One key is the growing sense that these products which seemed so exciting and interesting are bad for our mental health. According to the CDC, teen suicide rates have increased by 31% during the years where social media reached its ubiquity, becoming the second-leading cause of death for young people. There is growing evidence the two are intrinsically linked.
In short, social media is becoming smoking.
The damage to the mental health of social media users is not surprising - much of the discourse is awful which has some who are not ready to abandon ship looking to new alternatives.
Clubhouse, a live-audio based network, had its moment in 2020. The social app which asks its users to published unfiltered and “real” images, BeReal, saw a similar rise and fall in late-2022 and early 2023. Elon Musk’s acquisition spurred the launch of more Twitter clones and knockoffs than you can count. Tik Tok, the hottest social network, is facing legal challenges which may see it banned in material ways (or entirely).
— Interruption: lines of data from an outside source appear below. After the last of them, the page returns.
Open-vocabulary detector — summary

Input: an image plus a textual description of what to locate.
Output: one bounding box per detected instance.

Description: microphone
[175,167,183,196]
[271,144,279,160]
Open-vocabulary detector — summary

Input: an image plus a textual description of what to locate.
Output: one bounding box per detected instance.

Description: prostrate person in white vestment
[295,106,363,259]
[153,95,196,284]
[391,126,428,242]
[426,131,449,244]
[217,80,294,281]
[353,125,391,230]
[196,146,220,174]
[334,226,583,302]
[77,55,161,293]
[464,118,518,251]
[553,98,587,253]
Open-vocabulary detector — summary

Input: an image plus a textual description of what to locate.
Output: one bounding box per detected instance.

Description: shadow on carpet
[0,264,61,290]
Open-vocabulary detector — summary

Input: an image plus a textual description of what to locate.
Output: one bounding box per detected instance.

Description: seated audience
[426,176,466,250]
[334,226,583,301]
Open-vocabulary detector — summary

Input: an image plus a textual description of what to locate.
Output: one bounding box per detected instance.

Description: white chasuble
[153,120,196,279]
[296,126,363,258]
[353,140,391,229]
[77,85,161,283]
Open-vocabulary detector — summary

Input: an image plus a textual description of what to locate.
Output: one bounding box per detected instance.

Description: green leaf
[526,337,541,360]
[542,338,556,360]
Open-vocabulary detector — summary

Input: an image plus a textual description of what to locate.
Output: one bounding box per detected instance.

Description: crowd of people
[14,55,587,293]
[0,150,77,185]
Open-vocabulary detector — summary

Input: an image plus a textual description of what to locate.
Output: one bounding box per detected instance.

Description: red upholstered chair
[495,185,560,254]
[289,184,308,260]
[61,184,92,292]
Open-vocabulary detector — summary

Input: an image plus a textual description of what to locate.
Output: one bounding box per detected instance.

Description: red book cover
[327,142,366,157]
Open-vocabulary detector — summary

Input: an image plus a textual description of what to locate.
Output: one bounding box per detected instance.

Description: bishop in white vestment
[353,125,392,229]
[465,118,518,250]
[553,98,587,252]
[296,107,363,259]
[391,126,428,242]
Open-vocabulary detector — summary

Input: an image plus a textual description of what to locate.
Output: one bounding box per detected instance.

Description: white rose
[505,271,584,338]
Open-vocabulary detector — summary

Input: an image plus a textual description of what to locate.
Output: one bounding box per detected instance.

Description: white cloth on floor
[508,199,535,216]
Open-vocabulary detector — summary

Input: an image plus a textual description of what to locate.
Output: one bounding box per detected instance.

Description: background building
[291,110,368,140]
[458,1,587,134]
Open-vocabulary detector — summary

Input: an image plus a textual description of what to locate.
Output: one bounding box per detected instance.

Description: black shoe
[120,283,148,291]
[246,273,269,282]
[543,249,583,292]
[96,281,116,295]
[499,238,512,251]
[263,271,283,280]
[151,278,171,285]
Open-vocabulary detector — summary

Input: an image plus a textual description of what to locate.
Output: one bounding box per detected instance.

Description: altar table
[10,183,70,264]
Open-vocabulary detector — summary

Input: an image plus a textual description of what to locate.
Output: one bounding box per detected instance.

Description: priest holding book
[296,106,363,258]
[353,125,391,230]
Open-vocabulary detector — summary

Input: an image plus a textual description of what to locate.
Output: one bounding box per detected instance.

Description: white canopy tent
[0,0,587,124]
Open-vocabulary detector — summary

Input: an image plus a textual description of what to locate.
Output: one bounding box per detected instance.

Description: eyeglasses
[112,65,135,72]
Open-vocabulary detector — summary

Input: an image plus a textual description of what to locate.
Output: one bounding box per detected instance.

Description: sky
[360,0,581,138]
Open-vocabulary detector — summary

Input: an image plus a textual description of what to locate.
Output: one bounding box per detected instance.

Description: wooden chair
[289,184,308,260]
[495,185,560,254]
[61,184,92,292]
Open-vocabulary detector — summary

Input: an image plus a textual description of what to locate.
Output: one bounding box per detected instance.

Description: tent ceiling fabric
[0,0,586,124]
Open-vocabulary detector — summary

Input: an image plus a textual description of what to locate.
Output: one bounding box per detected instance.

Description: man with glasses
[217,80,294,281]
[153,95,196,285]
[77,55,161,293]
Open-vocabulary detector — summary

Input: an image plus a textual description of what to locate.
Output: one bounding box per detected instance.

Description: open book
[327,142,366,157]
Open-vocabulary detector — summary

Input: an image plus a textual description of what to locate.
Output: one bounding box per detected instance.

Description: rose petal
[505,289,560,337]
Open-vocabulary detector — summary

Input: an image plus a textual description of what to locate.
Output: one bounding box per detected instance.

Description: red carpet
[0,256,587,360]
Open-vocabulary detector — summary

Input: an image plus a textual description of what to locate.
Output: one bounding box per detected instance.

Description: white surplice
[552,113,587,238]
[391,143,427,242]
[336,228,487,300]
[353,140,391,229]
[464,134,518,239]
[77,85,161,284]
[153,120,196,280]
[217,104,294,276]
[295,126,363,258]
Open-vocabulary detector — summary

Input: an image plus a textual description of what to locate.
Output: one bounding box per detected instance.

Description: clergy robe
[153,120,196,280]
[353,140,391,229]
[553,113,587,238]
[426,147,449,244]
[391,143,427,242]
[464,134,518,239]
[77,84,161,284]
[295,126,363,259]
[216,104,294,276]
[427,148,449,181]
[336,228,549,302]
What’s gaining traction and appears to have some staying power are those which focus on niche audiences. As controversial as it may have been at launch, Truth Social has not suffered the same attrition issues are many other new social platforms - its users generally share a political ideology and stick to that. Minus Social, part performance-art project, part social network, promises more private, intimidate, and supportive environments with people you really know. Mastodon, which offers community-based rules and enforcement (rather than being subject to the whims of social CEOs), has continued to grow despite its confusing product and on-boarding. Other high-growth areas of technology, like live-stream e-commerce, are finding success not as broad mass-appeal tools but in niche.
This is an increasingly-challenging time to separate the signal from the noise for the investor. The winning play appears to be one which focuses on content creators, especially those who are platform agnostic, rather than trying to blindly pick a horse.
After all, social media is popular culture. The platforms, apps, and trends reflect the spirit of the moment. And if we read into the way people are behaving online, it appears we’ve decided social media is heading in an anti-social direction - for better or worse.